Auch die Vereinigung der Bayerischen Wirtschaft (vbw) befürwortet den Einsatz von HVO100 und ähnlichen Kraftstoffen. „Synthetische Kraftstoffe können klimaneutrale Mobilität in Bereichen gewährleisten, in denen die Elektromobilität an ihre Grenzen stößt“, erklärt Bertram Brossardt, Hauptgeschäftsführer der vbw, auf Anfrage. „Die Energiekrise verdeutlicht, dass wir vor allem bei der Transformation unseres Energiesystems dringend mehr Tempo benötigen. Generell brauchen wir einen technologieoffenen und innovationsfreundlichen Rechtsrahmen.“
Politische Unterstützung nicht nur aus dem Freistaat
Zieglmeier setzt die Hoffnung auch in das von der FDP geführte Bundesverkehrsministerium. Dieses hat inzwischen den Kraftstoff als Option im Saubere-Fahrzeuge-Beschaffungsgesetz zugelassen und ins Klimaschutz-Sofortprogramm aufgenommen.

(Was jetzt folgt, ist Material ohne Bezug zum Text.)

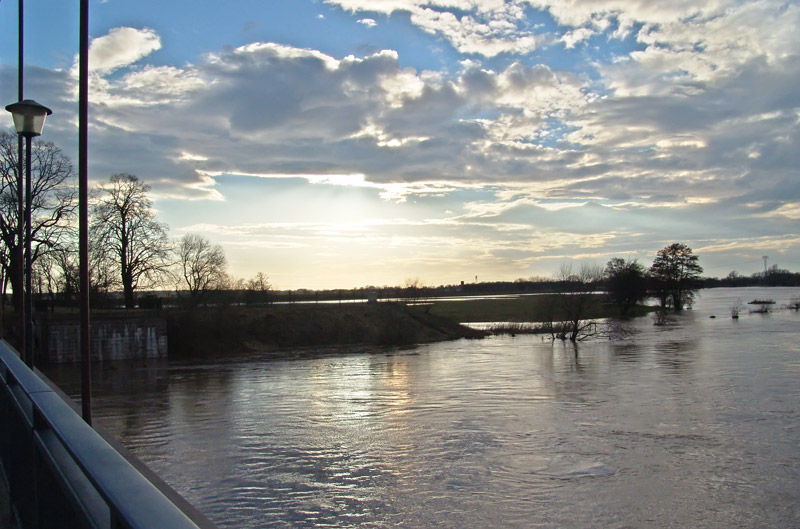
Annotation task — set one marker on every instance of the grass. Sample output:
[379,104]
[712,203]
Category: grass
[530,308]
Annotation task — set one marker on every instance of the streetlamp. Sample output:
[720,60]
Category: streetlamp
[29,119]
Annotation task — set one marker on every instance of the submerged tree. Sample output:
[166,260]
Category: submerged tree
[203,265]
[626,283]
[575,302]
[676,274]
[128,236]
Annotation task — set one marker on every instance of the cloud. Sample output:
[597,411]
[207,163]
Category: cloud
[691,127]
[121,47]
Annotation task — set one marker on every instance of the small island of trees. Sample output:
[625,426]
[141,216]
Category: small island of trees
[134,263]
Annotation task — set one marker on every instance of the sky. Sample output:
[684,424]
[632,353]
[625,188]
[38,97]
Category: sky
[347,143]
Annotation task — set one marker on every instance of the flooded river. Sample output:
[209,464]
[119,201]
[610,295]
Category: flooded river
[695,424]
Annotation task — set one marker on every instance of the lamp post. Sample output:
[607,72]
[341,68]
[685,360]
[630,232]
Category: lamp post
[29,119]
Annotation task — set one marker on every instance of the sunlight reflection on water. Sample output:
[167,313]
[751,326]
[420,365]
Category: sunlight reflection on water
[695,424]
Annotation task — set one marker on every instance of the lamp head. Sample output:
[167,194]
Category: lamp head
[28,117]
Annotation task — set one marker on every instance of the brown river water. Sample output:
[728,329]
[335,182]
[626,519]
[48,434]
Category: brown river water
[696,424]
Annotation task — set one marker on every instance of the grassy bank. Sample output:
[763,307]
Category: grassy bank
[536,308]
[279,327]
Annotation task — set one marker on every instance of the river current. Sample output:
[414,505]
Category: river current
[694,424]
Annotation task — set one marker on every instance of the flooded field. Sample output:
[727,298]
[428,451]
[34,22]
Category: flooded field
[695,424]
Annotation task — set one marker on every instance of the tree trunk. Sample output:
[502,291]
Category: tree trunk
[127,288]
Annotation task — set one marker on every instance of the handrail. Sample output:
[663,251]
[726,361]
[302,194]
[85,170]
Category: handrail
[73,467]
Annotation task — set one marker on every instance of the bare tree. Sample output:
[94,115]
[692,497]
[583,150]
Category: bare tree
[202,264]
[128,236]
[576,300]
[53,202]
[259,287]
[676,273]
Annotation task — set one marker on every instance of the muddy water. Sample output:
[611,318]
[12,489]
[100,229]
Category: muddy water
[696,424]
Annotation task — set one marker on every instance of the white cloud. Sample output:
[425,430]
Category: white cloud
[120,47]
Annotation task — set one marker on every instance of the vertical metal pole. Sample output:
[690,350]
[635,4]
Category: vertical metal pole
[83,211]
[28,290]
[23,346]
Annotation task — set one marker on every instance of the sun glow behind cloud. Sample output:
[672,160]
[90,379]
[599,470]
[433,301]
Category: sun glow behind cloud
[497,135]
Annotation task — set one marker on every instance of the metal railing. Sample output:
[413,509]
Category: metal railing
[61,472]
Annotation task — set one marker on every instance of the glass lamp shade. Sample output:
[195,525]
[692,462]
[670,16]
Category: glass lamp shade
[28,117]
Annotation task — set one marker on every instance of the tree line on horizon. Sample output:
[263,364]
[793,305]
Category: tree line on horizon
[131,252]
[130,249]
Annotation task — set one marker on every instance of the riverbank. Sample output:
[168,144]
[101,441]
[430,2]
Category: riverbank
[240,329]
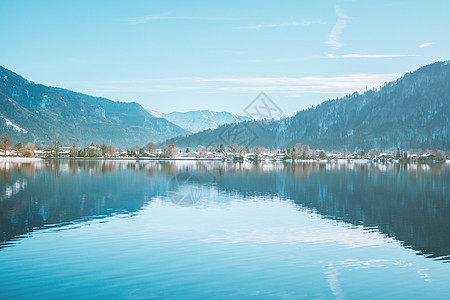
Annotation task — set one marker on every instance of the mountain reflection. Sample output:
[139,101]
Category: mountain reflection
[408,202]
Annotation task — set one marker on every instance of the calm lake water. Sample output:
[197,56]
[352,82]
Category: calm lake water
[180,230]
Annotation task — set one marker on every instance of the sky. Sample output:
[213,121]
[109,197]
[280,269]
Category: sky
[219,55]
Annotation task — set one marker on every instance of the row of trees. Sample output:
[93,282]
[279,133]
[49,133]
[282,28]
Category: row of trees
[25,150]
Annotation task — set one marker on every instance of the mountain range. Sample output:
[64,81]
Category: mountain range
[40,114]
[411,112]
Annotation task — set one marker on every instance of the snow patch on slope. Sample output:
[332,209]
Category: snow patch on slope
[155,113]
[195,121]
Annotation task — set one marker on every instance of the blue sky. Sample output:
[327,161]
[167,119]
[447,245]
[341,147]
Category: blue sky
[218,55]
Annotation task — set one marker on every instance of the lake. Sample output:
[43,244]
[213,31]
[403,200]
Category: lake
[187,230]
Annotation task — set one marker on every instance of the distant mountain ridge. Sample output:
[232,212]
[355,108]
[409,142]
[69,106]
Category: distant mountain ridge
[199,120]
[410,112]
[47,114]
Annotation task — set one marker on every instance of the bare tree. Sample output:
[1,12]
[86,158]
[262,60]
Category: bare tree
[5,142]
[150,148]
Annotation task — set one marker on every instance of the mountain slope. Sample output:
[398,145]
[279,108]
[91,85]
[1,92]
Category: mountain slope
[47,114]
[199,120]
[410,112]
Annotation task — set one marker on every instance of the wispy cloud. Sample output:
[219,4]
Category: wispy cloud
[334,38]
[282,24]
[354,55]
[307,84]
[425,45]
[169,16]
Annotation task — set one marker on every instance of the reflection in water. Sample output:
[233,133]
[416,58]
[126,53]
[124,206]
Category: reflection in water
[408,202]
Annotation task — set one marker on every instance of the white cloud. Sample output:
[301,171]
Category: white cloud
[290,86]
[307,84]
[334,38]
[354,55]
[425,45]
[168,16]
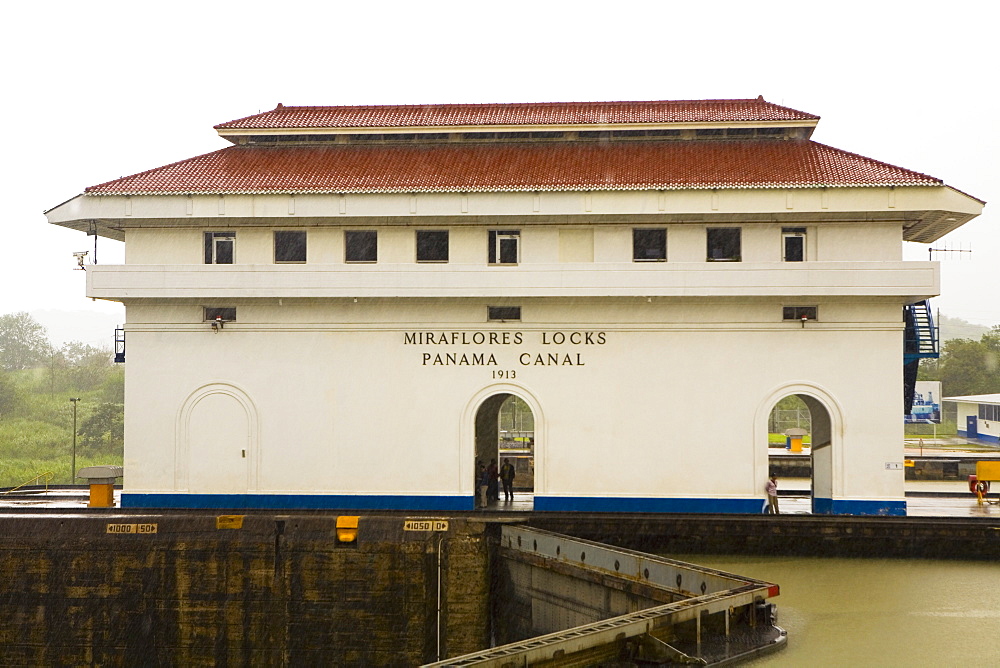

Für ihre Kund*innen von der Zapfsäule hat die Firma mittlerweile eine Lösung gefunden, die anscheinend rechtlich unangreifbar ist: Seit 1. November können alle, die sich registriert haben, mit einer Tankkarte HVO100 abzapfen. So kann vermieden werden, dass jemand den Kraftstoff aus Versehen bezieht. „Wir haben bewusst wieder angefangen, weil es so viele Anfragen aus städtischem und staatlichem Bereich gab“, sagt Lucas Zieglmeier.